Midlife Mayhem — Thyroid, Testosterone & Metabolism in Midlife

In this episode of Midlife Mayhem, I’m talking about thyroid and testosterone — two topics I’ve covered before, but ones that came up for me personally this week in a way that highlights just how misunderstood midlife physiology still is.

I was diagnosed with hypothyroidism over 15 years ago, and for me it was never just about weight. It showed up as fatigue, cold intolerance, Raynaud’s, dry skin and hair, brain fog, constipation — the kind of symptoms that slowly chip away at quality of life. The frustrating part is that the older we get, the more likely these issues are dismissed as “normal aging.” They aren’t.

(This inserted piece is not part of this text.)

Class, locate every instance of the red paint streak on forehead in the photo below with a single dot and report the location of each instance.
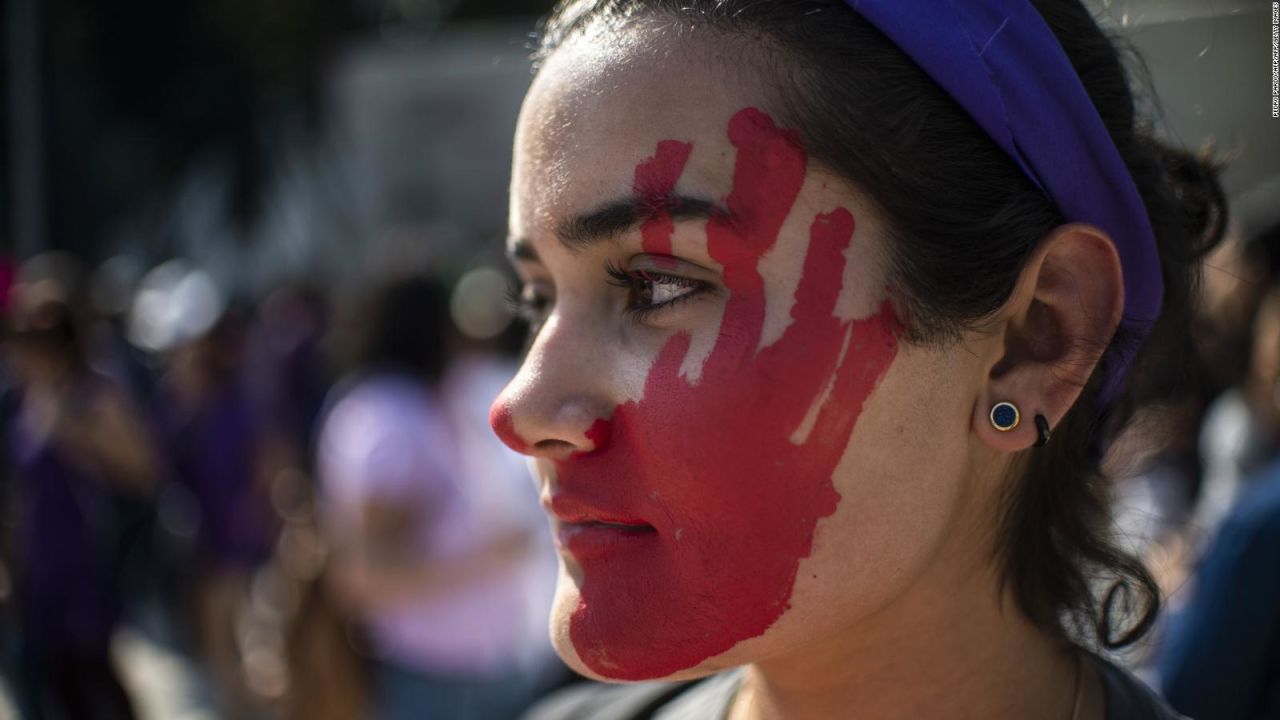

What came up in my recent labs was something many people don’t expect: I needed less thyroid medication, not more. That goes against the narrative most women are told — that once you’re on thyroid meds, you’re on them for life and the dose only ever increases. But when you understand that most thyroid hormone activation happens in the liver, it starts to make sense. If conversion improves and metabolic stress decreases, needing less can actually be a sign that the system is working more efficiently.

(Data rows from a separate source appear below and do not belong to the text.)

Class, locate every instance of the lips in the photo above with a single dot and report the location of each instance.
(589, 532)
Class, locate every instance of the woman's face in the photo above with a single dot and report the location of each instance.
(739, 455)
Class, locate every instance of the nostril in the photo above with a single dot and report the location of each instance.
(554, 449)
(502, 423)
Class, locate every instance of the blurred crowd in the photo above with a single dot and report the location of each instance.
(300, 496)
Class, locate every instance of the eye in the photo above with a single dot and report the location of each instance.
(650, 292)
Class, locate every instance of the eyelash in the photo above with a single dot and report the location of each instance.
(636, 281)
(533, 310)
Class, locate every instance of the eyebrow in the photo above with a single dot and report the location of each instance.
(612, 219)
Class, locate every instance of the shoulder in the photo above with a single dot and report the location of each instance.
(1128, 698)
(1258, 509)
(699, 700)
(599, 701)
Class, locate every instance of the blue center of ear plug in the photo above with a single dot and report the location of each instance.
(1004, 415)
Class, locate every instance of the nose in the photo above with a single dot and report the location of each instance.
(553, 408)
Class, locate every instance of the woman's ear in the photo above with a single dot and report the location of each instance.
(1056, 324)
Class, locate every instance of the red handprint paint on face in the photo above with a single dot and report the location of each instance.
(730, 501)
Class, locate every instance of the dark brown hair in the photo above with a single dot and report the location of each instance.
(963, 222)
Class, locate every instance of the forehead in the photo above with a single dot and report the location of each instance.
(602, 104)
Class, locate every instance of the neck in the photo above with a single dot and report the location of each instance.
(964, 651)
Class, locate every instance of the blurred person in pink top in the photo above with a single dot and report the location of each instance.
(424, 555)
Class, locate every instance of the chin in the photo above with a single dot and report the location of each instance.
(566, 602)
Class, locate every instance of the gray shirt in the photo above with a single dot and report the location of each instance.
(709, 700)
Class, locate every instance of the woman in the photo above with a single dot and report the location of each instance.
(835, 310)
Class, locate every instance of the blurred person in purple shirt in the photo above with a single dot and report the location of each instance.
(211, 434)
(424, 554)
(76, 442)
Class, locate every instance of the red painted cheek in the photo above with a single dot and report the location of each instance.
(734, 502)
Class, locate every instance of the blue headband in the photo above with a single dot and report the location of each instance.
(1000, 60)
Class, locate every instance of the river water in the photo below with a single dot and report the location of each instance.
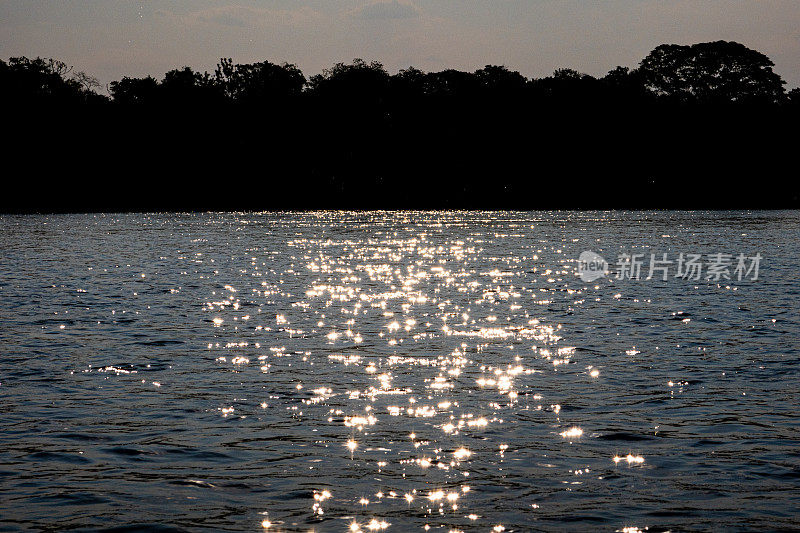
(397, 372)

That conversation naturally led into testosterone — another hormone surrounded by fear and outdated advice for women. Hormones don’t act in isolation. As estrogen and progesterone decline in midlife, women often tolerate and benefit from higher testosterone levels than they would have earlier in life. That support matters for muscle, insulin sensitivity, bone density, energy, confidence, and recovery — all of which feed directly back into metabolic and thyroid health.

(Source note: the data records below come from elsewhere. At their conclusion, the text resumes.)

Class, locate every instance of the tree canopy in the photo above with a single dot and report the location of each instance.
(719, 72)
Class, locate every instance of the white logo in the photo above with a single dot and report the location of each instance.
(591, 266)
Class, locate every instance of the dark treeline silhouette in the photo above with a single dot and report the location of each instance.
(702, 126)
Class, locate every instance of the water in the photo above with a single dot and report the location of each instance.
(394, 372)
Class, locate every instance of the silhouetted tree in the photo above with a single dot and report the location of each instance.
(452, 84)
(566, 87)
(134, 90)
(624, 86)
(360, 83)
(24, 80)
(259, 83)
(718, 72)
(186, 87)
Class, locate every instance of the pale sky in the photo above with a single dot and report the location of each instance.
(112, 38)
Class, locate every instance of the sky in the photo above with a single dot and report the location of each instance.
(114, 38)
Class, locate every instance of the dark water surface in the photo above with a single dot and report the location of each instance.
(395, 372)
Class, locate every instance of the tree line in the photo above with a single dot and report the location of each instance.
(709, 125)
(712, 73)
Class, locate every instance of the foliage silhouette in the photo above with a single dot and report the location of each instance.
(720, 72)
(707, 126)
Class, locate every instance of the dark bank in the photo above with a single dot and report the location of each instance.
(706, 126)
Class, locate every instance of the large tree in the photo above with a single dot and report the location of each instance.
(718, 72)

I also spend time clarifying why SLU-PP-332 has become one of my core metabolic tools in midlife. Despite being associated with an “estrogen-related receptor,” it is not hormonal and does not raise or lower estrogen or interfere with HRT. Instead, it works on metabolic pathways that regulate mitochondrial function, fat oxidation, and muscular endurance — the very systems that tend to decline with age, even when nutrition and training are solid.

What makes SLU-PP-332 especially useful in midlife is that it doesn’t suppress appetite, force rapid weight loss, or override physiology. It improves metabolic efficiency — helping the body access fat for fuel more easily, supporting energy output, improving endurance, and making training feel productive again. In other words, it helps the body behave more like it did when it was metabolically flexible, rather than fighting against it.

This episode isn’t about quick fixes or chasing numbers on a lab sheet. It’s about understanding how the system actually works, challenging outdated conversations, and choosing tools that support your whole body — muscle, metabolism, energy, and long-term health — not just one symptom.